Cricket a Gentleman’s Game the most popular sport in India is becoming more about money rather than a sport. So how did a gentleman’s game become a billion-dollar industry? The answer is commercialization. Commercialization is what led cricket to be telecasted on television and then being promoted. Live broadcasts in turned helped cricket reach more audiences than ever before.
In India, cricket’s popularity increased with the Indian Cricket Team winning the 1983 World Cup. Then came the Sachin Tendulkar Era which took the popularity of the sport to a new level. Then in 2008, the Indian Premier League was launched which today is the most profitable cricket league in the world.
Commercialization may seem like a modern trend, but the first time cricket was introduced to business was in 1977 when Kerry Packer, an Australian business tycoon started World Series Cricket. Packer introduced floodlights, colored clothes, day-night Matches, and especially the white ball all of which are widely used in modern cricket, even though at the time they were considered blasphemous.
Many of the top cricketers from Australia, England, West Indies signed up with Packer in secrecy to play in the World Series Cricket. Even though the event had no venues to play on, there was no proper structure and was unknown to the world, Packer had 24 cricketers committed to the event. Later a renowned player said that it was nothing personal but a way to earn a more secure source of pay.
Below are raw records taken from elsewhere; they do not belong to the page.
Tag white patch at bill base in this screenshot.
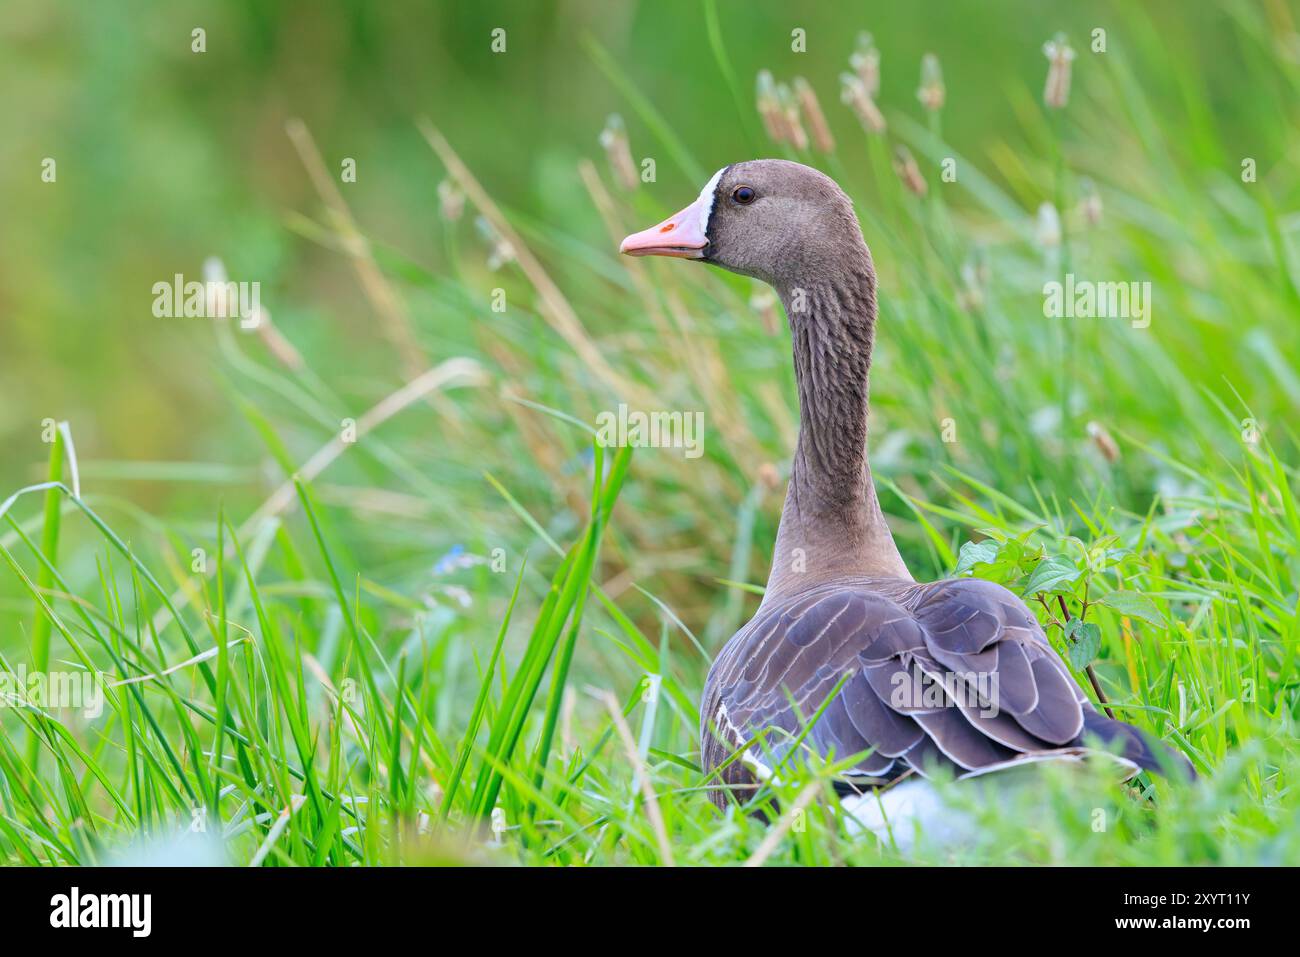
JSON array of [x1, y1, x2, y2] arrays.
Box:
[[688, 166, 726, 238]]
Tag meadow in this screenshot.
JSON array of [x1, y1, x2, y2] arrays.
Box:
[[1, 0, 1298, 865]]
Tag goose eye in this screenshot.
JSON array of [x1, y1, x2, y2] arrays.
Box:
[[731, 185, 756, 205]]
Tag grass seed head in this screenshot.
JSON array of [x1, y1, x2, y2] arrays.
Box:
[[893, 145, 927, 196], [775, 82, 808, 150], [756, 69, 785, 142], [475, 215, 516, 270], [1043, 33, 1076, 109], [840, 72, 887, 134], [599, 113, 639, 191], [917, 53, 945, 112], [793, 77, 835, 152], [1086, 421, 1121, 463], [850, 32, 881, 99]]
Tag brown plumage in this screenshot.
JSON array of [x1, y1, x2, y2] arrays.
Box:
[[621, 159, 1192, 814]]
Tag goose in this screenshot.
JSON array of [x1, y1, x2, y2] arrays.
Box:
[[620, 159, 1193, 839]]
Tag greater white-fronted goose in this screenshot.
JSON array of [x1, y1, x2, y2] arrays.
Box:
[[620, 159, 1192, 822]]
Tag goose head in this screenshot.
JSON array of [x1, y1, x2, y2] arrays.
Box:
[[619, 159, 866, 288]]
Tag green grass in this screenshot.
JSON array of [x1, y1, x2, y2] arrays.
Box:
[[1, 1, 1298, 865]]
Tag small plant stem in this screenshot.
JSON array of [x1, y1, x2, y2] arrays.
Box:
[[1056, 595, 1115, 719], [1084, 666, 1116, 720]]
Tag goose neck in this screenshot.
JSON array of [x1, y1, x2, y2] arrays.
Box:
[[763, 263, 911, 599]]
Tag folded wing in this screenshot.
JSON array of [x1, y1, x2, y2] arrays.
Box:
[[702, 577, 1187, 804]]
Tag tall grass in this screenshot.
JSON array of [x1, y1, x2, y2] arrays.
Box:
[[0, 2, 1297, 865]]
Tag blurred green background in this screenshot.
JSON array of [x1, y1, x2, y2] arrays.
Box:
[[6, 0, 1295, 504]]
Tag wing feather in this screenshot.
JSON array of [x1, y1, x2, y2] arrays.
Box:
[[701, 576, 1184, 810]]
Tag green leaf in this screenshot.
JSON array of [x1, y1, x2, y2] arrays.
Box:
[[954, 539, 1000, 576], [1066, 620, 1102, 670], [1022, 555, 1082, 596], [1097, 590, 1164, 625]]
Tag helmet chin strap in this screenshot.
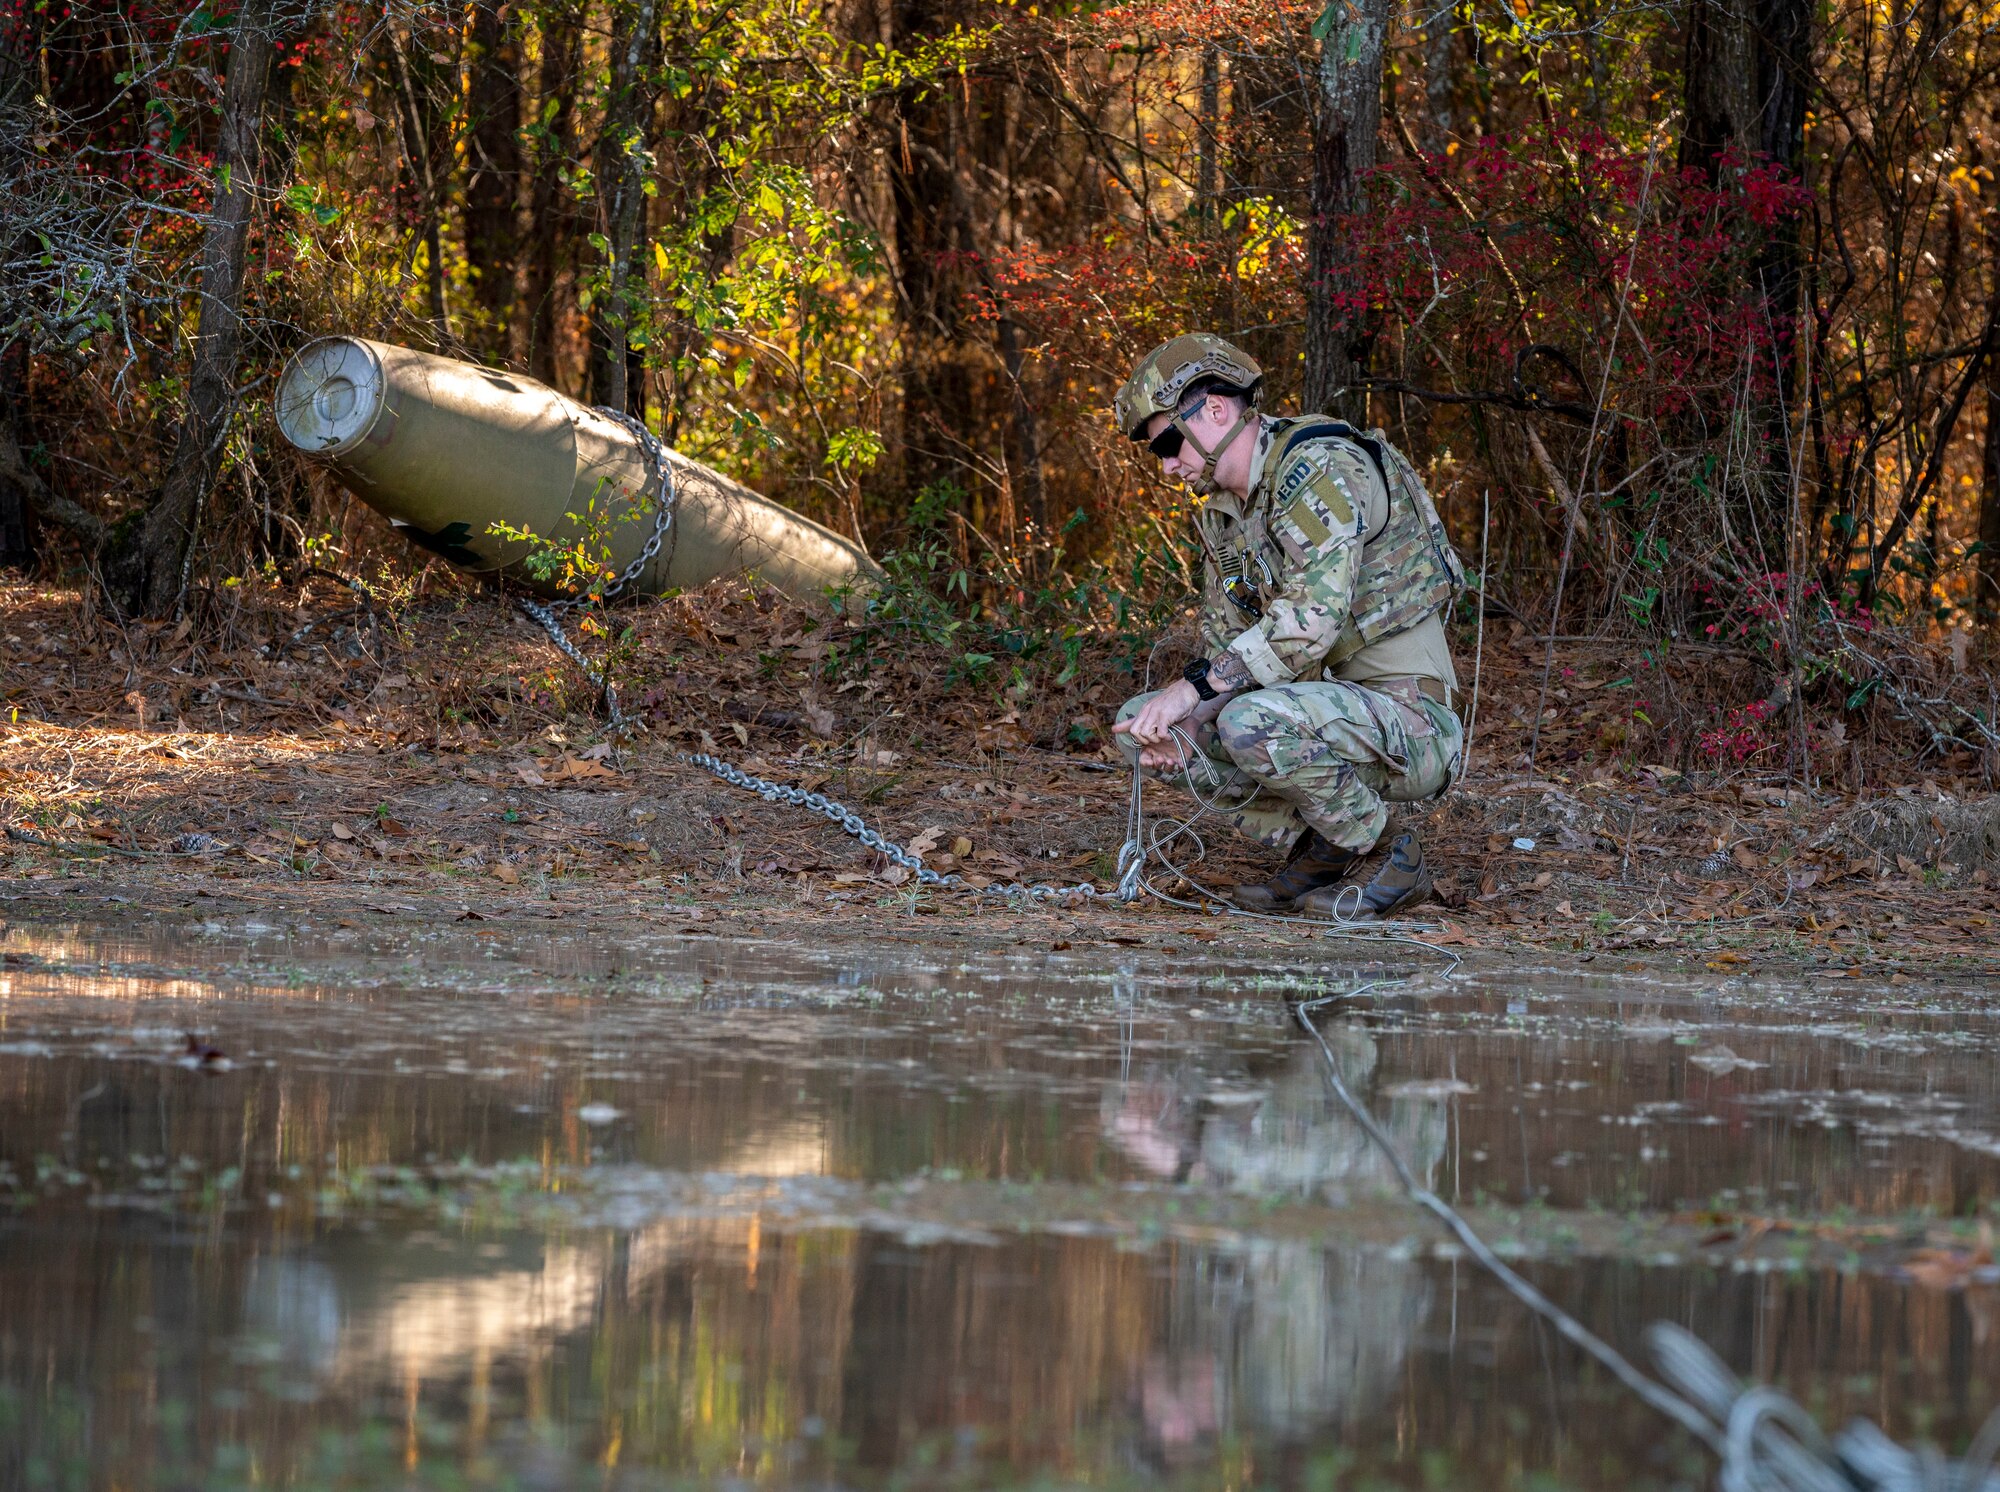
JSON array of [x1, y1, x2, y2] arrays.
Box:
[[1171, 407, 1257, 497]]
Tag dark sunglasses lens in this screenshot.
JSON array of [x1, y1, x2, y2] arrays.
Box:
[[1148, 426, 1184, 460]]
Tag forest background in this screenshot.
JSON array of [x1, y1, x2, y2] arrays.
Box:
[[4, 0, 2000, 790]]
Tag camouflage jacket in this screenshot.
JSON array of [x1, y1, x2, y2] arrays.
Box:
[[1196, 417, 1463, 687]]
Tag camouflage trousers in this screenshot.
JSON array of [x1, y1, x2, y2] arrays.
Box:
[[1115, 680, 1463, 852]]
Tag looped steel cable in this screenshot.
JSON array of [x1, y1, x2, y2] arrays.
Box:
[[1295, 986, 2000, 1491]]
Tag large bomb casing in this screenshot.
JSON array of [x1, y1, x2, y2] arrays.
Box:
[[274, 337, 877, 605]]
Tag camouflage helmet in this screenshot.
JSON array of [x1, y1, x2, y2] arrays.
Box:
[[1112, 333, 1264, 442]]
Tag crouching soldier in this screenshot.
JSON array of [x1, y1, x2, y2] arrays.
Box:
[[1108, 334, 1466, 919]]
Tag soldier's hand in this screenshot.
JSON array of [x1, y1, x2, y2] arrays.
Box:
[[1112, 679, 1201, 750]]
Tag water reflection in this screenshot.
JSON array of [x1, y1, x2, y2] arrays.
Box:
[[1102, 1022, 1450, 1198], [9, 1204, 2000, 1490], [4, 916, 2000, 1488]]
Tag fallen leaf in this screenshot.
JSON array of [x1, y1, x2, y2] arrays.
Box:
[[799, 690, 836, 738], [330, 821, 355, 841], [491, 862, 520, 885], [905, 825, 946, 859], [976, 712, 1031, 750]]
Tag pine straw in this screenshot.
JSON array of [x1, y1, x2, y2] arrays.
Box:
[[3, 575, 1999, 969]]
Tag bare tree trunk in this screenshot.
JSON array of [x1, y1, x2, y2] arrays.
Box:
[[996, 313, 1044, 552], [465, 0, 523, 360], [522, 5, 582, 386], [1976, 273, 2000, 624], [0, 345, 44, 569], [0, 0, 45, 568], [888, 0, 972, 514], [1678, 0, 1759, 184], [130, 0, 277, 617], [589, 0, 659, 415], [1679, 0, 1812, 561], [1303, 0, 1390, 419], [1196, 45, 1220, 228], [1422, 0, 1454, 148], [387, 22, 454, 344]]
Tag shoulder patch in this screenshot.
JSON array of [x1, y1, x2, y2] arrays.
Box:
[[1272, 477, 1355, 562], [1281, 493, 1332, 549], [1270, 448, 1316, 503]]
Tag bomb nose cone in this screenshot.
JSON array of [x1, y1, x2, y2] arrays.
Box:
[[275, 338, 386, 455]]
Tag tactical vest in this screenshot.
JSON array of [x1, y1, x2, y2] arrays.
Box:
[[1257, 417, 1466, 666]]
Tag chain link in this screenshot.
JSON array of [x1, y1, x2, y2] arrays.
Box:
[[680, 751, 1119, 904], [513, 406, 680, 730], [512, 409, 1126, 902]]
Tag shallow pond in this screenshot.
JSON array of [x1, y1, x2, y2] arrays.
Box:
[[1, 910, 1997, 1489]]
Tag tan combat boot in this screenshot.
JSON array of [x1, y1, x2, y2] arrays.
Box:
[[1297, 831, 1433, 920], [1231, 830, 1371, 912]]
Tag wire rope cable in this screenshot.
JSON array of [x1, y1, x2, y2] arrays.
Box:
[[1290, 985, 2000, 1490]]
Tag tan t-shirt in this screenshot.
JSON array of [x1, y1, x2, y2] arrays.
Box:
[[1335, 609, 1459, 694]]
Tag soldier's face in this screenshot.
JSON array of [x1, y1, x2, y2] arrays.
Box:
[[1144, 400, 1226, 486]]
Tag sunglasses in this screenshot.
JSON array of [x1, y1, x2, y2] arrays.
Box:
[[1145, 395, 1215, 461]]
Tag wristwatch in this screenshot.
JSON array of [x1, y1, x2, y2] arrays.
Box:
[[1183, 657, 1218, 701]]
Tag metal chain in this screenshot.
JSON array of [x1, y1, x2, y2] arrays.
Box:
[[514, 406, 680, 730], [506, 409, 1129, 903], [680, 750, 1120, 904]]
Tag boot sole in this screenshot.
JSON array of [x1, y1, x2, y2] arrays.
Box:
[[1230, 889, 1299, 912]]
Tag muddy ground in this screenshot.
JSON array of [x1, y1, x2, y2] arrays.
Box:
[[5, 576, 1999, 971]]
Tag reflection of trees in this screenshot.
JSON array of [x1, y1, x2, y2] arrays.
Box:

There was a time when Test Cricket was considered as the pinnacle of cricket, but all that changed in the 21st century with more emphasis on limited-overs cricket especially the T20 leagues all around the world. The most lucrative cricket league in the world is no doubt the Indian Premier League (IPL) which was launched in 2008 and has been going strong in its 14th edition in 2021.
In the Indian Premier League, the players are auctioned to the franchises in crores and sometimes it’s enough for a player to lead out his whole life comfortably. The current IPL season will see the Champions winning 10 crore rupees, the runners-up winning 6.25 crore rupees, while the other two teams qualifying for the playoffs will earn 4.375 crores each. The broadcasting rights of the IPL are currently with Star Sports Network. Star India won the global media rights for IPL from 2018-2022 for a whopping 16,347.5 crore rupees. Not only Board of Control for Cricket in India (BCCI) and the other State Cricket Board benefit from the IPL but is also a means for franchisees to conduct their businesses. More than 70% of the IPL franchise’s revenue comes from advertising.
The IPL franchise is a brand. These are brands that aim to improve their visibility and their brand equity. To explain the situation, the IPL franchise goes as far as to buy specific cricketers to further the goals of the brand, rather than playing cricket.
A lot of cricket leagues have been introduced all around the world with the success of IPL. Some of the examples are Big Bash League, Caribbean Premier League, Pakistan Super League, Super Smash(New Zealand), Lanka Premier League, Mzansi Super League(South Africa) & the most recently introduced the 100 which was introduced by England and Wales Cricket Board(ECB).
All in all, the flagship cricket leagues all over the world are more about business rather than the game which was once called The Gentleman’s Game.